Review is for audiobook. One of the most powerful Holocaust memoirs I’ve read. Excellent narrator. Did have to skip through a few spots because it was so awful what happened.
Loaned to me by a neighbor, after finishing this book I realized it was signed by the author. I was so humbled and moved that in my hands was a book that had been held by a survivor of concentration camps. After all that he witnessed and experienced it is amazing that he survived to tell his story.
As an American, if you've ever doubted our duty as citizens of this privileged country to stand against evil in the world, even the places beyond our shores, immersing yourself in this memoir may remove your doubt. The story progressed with inevitability from fear to hopelessness to a despair I am certain I can't completely fathom. When I read of the soldiers in olive uniforms entering the camp and standing among the dead and those so close to death, as the prisoners summoned their strength to shout "Americans! Americans! The Americans are here!" the tears came. The author was 11 when his ordeal began and his story is told in a straightforward, simple way that paints a clear picture of the darkness humanity can sink into. You want to believe it couldn't happen again, and all the while you realize it can, if it isn't actively guarded against. Memoirs like this one, and like Elie Wiesel's "Night" are as invaluable to our future as they are painful to read.
"I felt something stir deep within my soul. It was my true self, the one who had stayed deep within and had not forgotten how to love and how to cry, the one who had chosen life and was still standing when the last roll cal ended. I was Lucek Salzman, and I was free."
This book was incredibly compelling.
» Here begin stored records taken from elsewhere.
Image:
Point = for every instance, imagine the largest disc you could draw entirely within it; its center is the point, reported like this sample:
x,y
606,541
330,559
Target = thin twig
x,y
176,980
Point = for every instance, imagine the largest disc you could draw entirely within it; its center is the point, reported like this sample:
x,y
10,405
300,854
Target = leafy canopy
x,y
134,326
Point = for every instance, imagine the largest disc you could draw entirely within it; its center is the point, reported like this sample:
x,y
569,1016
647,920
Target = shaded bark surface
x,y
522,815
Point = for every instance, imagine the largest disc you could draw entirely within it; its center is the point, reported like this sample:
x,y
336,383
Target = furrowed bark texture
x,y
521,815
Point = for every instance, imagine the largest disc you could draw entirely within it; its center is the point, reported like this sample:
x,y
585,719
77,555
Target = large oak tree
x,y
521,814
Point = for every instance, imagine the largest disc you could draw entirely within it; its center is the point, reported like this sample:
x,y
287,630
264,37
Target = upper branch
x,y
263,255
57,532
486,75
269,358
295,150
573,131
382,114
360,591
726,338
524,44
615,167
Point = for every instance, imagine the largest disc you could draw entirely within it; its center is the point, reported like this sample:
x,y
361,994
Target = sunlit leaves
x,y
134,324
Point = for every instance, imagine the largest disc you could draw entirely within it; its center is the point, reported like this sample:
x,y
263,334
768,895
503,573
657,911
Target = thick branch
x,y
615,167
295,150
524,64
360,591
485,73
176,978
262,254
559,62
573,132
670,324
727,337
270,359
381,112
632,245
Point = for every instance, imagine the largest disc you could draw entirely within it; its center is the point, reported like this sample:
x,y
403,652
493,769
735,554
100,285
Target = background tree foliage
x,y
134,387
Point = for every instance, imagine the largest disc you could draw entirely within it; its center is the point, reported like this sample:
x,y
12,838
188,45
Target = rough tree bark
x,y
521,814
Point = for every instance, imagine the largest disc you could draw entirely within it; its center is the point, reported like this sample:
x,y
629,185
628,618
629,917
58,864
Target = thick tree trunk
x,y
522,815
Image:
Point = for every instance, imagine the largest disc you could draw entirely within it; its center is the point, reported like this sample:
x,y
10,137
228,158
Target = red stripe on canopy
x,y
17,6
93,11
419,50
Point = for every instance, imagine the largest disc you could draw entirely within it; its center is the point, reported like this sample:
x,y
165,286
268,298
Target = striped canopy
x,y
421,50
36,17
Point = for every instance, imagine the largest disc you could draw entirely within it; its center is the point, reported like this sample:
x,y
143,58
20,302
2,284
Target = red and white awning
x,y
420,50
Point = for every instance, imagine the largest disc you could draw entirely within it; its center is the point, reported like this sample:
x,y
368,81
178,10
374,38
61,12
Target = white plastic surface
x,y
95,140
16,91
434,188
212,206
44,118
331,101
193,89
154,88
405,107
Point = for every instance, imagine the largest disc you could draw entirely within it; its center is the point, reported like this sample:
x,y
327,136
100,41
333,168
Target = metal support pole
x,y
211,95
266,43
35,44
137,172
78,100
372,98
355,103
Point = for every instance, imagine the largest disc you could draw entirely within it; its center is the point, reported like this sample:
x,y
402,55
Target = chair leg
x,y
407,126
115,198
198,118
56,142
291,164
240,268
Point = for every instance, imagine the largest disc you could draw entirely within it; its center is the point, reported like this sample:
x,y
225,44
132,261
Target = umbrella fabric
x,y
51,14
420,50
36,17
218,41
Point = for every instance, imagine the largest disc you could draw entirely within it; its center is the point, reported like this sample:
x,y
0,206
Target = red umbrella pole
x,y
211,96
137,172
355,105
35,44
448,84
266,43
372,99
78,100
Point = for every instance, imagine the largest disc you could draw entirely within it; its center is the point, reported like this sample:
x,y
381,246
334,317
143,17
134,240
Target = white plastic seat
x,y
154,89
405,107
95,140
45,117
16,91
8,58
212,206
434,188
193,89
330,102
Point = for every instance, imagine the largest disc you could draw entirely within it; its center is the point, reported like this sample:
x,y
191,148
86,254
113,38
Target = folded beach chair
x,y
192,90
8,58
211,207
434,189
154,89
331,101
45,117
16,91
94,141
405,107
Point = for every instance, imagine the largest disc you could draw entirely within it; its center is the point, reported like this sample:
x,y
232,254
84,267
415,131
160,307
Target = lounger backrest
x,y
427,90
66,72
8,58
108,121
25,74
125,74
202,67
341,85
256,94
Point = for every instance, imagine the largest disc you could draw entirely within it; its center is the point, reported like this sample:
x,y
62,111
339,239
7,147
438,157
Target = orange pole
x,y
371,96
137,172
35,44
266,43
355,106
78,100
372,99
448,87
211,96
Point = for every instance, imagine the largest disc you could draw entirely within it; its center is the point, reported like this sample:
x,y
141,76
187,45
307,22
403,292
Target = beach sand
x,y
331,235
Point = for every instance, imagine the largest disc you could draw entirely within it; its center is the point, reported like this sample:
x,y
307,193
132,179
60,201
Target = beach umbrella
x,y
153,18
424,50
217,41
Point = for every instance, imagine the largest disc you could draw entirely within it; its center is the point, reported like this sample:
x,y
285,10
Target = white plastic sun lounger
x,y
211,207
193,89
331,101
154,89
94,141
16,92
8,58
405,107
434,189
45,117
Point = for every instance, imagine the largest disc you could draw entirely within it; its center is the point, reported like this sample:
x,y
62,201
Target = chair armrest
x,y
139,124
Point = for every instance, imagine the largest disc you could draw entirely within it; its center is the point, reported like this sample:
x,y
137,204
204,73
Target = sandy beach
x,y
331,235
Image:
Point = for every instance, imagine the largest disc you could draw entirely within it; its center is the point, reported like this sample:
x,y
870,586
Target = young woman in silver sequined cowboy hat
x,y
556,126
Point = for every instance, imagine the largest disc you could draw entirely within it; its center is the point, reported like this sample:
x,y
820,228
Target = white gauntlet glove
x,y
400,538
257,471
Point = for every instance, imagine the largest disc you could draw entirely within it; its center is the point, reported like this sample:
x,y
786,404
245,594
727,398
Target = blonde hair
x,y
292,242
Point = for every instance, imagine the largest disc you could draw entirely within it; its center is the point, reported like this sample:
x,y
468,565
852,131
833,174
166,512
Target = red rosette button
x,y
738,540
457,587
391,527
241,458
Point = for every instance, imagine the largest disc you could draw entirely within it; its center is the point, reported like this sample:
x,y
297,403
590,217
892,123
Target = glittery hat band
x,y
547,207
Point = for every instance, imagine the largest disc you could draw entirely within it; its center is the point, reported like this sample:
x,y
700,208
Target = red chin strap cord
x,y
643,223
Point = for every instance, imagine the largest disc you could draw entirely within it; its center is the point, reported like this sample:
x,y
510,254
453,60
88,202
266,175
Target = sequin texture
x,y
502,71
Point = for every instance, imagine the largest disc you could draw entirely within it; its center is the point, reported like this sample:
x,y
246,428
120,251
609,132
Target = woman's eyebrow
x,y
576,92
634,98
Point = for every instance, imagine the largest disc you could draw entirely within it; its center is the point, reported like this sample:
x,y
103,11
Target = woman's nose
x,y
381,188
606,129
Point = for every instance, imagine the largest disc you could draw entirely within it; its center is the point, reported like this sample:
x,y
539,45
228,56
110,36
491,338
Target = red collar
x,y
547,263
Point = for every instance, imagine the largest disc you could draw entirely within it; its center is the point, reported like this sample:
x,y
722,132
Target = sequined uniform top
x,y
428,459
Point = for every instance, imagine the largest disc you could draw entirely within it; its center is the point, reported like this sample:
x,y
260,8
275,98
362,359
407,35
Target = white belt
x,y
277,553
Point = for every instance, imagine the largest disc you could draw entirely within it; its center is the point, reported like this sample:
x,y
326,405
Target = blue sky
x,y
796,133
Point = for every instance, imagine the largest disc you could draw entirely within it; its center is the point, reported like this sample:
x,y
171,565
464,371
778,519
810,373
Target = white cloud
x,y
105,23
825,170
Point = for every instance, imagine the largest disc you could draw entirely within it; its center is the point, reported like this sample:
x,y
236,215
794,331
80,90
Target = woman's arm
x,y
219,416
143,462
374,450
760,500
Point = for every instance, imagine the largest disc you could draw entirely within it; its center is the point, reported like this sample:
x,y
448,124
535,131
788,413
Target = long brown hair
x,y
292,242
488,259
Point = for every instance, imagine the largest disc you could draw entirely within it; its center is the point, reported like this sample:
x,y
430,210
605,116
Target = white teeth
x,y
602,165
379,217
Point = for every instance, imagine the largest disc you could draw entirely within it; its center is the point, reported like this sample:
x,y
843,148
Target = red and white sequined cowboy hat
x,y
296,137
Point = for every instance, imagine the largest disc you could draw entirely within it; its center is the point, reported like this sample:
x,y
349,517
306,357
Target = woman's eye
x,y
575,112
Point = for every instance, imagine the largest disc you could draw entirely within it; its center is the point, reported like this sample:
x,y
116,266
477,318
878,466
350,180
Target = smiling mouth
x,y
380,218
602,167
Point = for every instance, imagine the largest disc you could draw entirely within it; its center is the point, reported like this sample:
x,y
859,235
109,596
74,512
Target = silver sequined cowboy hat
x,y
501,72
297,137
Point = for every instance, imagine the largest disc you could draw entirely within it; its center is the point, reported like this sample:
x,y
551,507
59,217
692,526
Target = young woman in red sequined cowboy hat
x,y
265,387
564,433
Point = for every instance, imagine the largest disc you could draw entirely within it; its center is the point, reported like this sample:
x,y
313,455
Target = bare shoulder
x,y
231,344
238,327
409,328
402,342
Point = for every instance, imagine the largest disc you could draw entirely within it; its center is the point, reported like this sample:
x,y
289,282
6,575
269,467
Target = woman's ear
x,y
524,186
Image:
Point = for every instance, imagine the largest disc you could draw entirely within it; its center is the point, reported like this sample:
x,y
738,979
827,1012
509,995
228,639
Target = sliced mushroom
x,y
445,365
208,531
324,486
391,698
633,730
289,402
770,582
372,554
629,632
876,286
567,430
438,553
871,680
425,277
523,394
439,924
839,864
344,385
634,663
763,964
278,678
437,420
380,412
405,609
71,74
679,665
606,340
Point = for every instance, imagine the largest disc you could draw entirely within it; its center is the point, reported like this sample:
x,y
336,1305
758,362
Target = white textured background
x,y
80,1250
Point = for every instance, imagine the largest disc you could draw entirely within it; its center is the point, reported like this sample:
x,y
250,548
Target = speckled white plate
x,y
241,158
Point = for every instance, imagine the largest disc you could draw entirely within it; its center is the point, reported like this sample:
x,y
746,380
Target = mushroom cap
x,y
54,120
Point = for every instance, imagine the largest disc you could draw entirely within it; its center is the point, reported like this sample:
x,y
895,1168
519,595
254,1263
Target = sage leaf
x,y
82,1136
George Lucius Salton, previously Lucek Salzman, gives an account of his experiences surviving WWII. His memoir brings insight to the day to day struggles of survival in ghettos and concentration camps.
I sat and read this cover to cover this afternoon, and now I feel as if I need to go frolic in a warm, sunny field with some puppies in order to recover from the experience of sharing in Salton's devastation. How anyone ever survived surviving the Holocaust remains a mystery.
This is the memories of the Jewish Ghettos in Poland during WWII. The author was a boy and describes the series of events that he, his family and all Jews went through at the hands of the Nazis. Another testament to the atrocities perpetrated on the Jews by Hitler's reign of terror.
An interesting and graphic memoir of a Jewish boy during WWII and his experiences in several concentration camps. He sheds light on why some of prisoners who weren't murdered lived and some died.